J’oserai.
Veuillez ne pas crier ainsi, je vous prie. Si vous tenez à devenir enragé, que ce soit chez vous, au moins. Mais tant que vous serez ici, je vous invite à rester convenable.
Mademoiselle, si je n’avais en ce moment d’affreuses palpitations de cœur, si je n’éprouvais aux tempes des tambourinements prodigieux, je vous dirais certaines choses… (Criant soudain.) Je vous dirais que ce pré est à moi.
Et moi, je vous répondrais qu’il est à nous.
Scène IV
Qu’y a-t-il ? Qu’avez-vous à vociférer ainsi tous deux ?
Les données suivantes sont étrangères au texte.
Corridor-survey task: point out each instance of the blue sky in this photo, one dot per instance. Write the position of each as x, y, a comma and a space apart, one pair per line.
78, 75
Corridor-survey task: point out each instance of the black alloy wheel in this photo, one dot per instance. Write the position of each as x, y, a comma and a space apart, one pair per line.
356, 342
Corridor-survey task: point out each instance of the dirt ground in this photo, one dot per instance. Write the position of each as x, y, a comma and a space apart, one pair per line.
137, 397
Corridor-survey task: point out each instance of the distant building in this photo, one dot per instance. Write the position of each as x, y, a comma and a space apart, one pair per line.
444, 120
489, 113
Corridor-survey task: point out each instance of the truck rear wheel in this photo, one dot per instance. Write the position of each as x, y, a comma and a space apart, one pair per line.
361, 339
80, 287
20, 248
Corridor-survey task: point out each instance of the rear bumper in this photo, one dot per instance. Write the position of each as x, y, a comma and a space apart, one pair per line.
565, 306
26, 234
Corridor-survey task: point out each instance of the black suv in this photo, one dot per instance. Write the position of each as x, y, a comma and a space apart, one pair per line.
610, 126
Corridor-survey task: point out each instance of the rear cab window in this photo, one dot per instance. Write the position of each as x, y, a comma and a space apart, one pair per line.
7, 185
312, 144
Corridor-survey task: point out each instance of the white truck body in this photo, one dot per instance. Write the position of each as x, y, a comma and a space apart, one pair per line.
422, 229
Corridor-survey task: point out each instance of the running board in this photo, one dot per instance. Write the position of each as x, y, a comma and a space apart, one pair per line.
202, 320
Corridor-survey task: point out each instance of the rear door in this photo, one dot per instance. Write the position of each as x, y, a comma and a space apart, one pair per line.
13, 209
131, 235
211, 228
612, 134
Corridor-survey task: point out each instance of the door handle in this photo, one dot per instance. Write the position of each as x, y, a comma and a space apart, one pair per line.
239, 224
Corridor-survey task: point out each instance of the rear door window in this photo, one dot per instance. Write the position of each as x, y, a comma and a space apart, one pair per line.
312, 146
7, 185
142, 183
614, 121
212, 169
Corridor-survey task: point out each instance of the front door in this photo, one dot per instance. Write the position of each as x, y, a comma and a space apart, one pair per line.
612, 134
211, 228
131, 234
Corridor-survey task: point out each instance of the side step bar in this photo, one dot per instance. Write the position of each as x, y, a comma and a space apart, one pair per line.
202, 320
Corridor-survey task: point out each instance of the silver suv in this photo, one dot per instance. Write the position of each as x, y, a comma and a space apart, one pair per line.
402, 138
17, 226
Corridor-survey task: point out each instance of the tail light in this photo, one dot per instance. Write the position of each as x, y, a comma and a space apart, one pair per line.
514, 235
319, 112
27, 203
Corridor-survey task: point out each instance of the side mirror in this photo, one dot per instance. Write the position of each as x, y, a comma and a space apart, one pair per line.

Papa, explique, je te prie, à ce monsieur, à qui appartient le pré qui est entre le bois de bouleaux et le marais. Est-ce à lui ? Est-ce à nous ?
Hé ! ce pré est à nous, mon cher ami.
Permettez, Stépane Stépanovitch. Depuis quand est-il à vous ? Soyez raisonnable, vous, du moins. La grand’mère de ma tante a donné l’usufruit de ce pré aux paysans de votre grand-père. Ces paysans en ont joui pendant quarante ans comme s’il leur avait appartenu. Et puis…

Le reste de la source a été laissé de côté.